Abstract

Interleukin (IL)-6 is an important mediator of the host response to disease and has been proposed, largely based upon circumstantial evidence, as the principal endogenous circulating pyrogen responsible for activating CNS mechanisms in fever during infection and inflammation. In the present investigation, we studied the role of peripheral IL-6 in fever and its relationship with IL-1, itself an important endogenous pyrogen and a potent stimulus of IL-6 production. Injection of lipopolysaccharide (LPS) into a sterile, subcutaneous air pouch (i.po.) in rats evoked an increase in body temperature which peaked at 3 h, and which was abolished in animals pretreated (intraperitoneally) with IL-6 antiserum.
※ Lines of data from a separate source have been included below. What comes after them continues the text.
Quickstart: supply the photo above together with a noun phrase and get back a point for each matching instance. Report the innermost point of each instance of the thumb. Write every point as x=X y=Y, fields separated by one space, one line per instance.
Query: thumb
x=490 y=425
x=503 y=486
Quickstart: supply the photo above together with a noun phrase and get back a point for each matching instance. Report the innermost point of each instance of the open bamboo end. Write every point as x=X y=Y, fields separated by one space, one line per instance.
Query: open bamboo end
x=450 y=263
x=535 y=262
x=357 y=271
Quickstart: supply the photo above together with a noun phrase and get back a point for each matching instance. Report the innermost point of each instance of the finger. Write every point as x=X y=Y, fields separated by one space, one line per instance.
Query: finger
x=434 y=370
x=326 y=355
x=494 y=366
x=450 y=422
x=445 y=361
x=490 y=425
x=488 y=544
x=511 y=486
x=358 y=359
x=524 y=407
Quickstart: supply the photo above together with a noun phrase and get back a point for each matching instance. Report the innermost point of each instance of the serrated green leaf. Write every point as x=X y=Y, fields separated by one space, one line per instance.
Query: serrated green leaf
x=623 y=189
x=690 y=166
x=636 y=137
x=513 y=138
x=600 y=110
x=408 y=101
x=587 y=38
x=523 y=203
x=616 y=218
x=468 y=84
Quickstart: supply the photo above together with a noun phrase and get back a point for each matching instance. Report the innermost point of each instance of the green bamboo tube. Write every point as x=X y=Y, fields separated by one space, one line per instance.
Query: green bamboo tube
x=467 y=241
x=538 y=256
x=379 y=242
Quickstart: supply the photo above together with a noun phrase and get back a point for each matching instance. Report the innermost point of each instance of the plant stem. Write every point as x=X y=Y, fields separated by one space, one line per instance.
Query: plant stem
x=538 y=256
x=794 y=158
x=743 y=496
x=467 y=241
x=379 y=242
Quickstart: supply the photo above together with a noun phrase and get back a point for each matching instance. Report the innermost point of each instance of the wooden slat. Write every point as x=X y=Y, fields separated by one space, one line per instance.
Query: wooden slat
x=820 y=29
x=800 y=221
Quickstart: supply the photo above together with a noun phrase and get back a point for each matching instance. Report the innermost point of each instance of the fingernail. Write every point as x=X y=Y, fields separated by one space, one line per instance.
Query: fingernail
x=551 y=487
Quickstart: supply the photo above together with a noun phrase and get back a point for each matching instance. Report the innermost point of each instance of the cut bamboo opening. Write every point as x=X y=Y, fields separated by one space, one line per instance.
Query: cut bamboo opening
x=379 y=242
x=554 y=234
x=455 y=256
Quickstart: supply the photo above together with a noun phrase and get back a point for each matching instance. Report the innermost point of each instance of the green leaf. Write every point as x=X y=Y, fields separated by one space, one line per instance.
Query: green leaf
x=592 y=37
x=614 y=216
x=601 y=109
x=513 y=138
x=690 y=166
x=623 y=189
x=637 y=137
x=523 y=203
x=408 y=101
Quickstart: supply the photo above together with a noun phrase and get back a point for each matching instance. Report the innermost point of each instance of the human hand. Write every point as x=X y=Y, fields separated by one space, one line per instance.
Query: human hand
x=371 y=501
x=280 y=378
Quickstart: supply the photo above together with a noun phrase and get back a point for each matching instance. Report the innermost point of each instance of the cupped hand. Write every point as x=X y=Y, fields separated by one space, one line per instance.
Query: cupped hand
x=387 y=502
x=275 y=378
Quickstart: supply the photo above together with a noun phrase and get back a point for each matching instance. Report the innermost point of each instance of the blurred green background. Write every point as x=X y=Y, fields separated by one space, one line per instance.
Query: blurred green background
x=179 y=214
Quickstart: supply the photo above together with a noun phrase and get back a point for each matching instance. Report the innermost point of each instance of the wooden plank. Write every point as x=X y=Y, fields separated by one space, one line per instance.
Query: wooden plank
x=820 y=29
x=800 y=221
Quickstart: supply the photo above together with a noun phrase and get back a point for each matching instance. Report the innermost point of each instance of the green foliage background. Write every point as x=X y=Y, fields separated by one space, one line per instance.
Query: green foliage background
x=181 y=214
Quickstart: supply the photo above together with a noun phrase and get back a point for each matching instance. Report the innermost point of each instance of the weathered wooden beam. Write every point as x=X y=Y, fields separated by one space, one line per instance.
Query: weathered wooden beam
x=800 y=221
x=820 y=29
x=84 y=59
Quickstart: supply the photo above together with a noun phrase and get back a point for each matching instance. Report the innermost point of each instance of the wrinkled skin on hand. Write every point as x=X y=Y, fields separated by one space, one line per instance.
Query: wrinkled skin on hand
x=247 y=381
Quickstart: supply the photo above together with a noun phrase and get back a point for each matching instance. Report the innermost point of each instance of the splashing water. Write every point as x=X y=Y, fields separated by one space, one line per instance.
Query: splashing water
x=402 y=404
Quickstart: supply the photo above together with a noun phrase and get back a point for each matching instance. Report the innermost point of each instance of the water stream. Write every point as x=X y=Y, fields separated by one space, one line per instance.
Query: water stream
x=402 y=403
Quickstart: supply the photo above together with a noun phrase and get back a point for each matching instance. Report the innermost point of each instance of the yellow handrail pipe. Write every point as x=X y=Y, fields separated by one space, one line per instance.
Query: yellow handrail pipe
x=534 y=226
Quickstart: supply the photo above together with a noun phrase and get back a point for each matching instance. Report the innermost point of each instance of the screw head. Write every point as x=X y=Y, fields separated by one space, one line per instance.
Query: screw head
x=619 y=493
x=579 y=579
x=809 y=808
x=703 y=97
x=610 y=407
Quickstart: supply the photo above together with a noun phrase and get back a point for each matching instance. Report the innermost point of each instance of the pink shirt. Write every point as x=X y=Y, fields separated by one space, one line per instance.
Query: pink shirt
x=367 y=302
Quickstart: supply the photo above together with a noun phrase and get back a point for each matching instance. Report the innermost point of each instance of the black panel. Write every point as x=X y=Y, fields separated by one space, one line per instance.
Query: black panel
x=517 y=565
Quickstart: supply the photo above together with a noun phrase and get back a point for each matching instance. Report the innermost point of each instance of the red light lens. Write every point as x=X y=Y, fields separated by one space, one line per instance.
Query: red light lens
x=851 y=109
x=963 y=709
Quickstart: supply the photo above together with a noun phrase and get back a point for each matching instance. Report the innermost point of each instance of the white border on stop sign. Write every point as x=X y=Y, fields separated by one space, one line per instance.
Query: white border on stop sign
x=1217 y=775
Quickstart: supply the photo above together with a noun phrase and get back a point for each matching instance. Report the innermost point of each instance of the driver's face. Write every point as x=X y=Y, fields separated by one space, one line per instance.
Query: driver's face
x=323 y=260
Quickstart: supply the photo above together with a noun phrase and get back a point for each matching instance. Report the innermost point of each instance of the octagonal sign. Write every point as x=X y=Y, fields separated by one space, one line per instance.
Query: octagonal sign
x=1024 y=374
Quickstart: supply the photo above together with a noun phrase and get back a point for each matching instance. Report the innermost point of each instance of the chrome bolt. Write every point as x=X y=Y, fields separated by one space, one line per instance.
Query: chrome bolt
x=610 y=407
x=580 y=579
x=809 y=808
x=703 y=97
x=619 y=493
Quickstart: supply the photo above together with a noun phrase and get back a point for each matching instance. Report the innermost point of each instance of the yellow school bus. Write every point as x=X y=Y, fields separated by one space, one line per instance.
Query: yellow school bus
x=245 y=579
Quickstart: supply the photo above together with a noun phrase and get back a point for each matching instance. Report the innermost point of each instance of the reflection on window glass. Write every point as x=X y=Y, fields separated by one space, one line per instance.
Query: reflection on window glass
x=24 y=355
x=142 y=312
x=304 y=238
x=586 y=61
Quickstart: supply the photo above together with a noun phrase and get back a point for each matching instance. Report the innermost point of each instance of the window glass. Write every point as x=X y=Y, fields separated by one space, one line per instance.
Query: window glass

The increase in body temperature was accompanied by a significant elevation in concentrations of (immunoreactive) IL-1 and IL-6 at the site of inflammation (pouch), but only IL-6 in the circulation and cerebrospinal fluids. We propose that much of the circulating IL-6 originates at the site of inflammation, since injection of human recombinant (hr)IL-6 (i.po.) was detected (10 min after the injection) in the plasma using an ELISA specific for human IL-6. However, despite the relatively high concentration of IL-6 injected (25 microg kg-1, i.po.), this cytokine had no effect on body temperature when injected alone, but did induce fever when co-injected with a non-pyrogenic dose (when given alone) of IL-1beta, and exacerbated the fever to a pyrogenic dose of IL-1beta. The results from the present study demonstrate that IL-6 is a circulating endogenous pyrogen during LPS-induced fever, which acts in concert with IL-1beta at the local site of inflammation, before entering the circulation. Circulating IL-6 can then activate CNS mechanisms resulting in the development of the febrile response during disease.